AI sub-nodes like BrightData MCP Scraper, Auto-Correct Output Parser, and Structured Result Parser use credentials from their parent nodes. Add credentials to OpenAI Chat Assistant and OpenAI Model Selector, not the parser sub-nodes.

Step 4: Configure Stock Logic and Notifications

Route the parsed availability status and send alerts when the product is out of stock.

  1. In Stock Availability Check, set the condition to compare leftValue ={{ $json.output.availability }} with rightValue In Stock using the equals operator.
  2. Ensure the “true” output goes to No Action When In Stock.
  3. Configure Send Supplier Stock Alert for the “false” output. Set sendTo to [YOUR_EMAIL], message to The product is out of stock so I need 50 more products, and subject to =Product "{{ $json.output.product.title }}" is out of stock.
  4. Credential Required: Connect your gmailOAuth2 credentials in Send Supplier Stock Alert.

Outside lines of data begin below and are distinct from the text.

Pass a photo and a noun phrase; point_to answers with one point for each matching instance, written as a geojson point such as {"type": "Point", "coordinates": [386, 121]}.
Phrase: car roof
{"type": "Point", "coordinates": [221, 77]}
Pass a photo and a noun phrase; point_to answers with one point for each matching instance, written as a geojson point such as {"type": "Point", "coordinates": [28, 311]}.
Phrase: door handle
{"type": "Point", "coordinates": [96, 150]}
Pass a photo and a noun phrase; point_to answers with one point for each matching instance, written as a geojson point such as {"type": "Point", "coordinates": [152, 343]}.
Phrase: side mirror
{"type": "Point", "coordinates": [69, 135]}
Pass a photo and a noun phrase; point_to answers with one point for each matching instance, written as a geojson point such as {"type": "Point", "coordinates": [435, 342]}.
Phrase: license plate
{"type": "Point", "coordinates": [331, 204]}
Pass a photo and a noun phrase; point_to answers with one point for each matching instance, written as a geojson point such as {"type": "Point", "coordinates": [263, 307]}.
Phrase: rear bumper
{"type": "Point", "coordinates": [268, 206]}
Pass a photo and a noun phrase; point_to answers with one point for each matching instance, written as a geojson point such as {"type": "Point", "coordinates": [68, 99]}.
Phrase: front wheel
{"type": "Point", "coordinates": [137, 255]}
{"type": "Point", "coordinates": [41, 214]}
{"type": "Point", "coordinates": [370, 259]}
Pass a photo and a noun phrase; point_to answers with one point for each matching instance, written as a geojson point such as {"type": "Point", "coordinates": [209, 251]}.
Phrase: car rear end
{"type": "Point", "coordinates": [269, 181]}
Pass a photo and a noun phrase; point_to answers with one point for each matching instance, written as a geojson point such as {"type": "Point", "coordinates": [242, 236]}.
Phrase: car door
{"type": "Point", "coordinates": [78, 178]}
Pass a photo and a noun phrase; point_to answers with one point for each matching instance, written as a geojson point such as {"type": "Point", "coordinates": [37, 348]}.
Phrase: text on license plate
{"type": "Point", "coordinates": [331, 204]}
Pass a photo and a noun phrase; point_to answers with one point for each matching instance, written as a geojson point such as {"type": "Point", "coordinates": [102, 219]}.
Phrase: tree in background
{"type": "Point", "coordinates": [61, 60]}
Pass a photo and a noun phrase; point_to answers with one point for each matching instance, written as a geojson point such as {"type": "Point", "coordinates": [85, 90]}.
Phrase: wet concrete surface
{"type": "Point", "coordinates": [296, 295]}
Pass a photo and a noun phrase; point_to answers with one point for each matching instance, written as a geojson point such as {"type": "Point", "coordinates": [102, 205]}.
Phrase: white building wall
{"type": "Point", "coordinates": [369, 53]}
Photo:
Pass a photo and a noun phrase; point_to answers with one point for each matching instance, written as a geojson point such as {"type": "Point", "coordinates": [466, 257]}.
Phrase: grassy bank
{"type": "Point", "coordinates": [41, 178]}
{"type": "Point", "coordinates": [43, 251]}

⚠️ Common Pitfall: If the parser output does not include output.availability, the Stock Availability Check condition will never match. Ensure the schema in Structured Result Parser matches the agent output.

Step 5: Test and Activate Your Workflow

Run a manual test to confirm the scrape, parse, and alert steps work as expected.

  1. Click Execute Workflow and confirm Scheduled Stock Check triggers Set Item LinkAgent Scrape Product InfoStock Availability Check.
  2. Verify the output from Agent Scrape Product Info includes output.availability and output.product.title.
  3. If the item is out of stock, confirm an email is sent by Send Supplier Stock Alert. If it is in stock, ensure it routes to No Action When In Stock.
  4. When everything checks out, toggle the workflow to Active to enable daily monitoring.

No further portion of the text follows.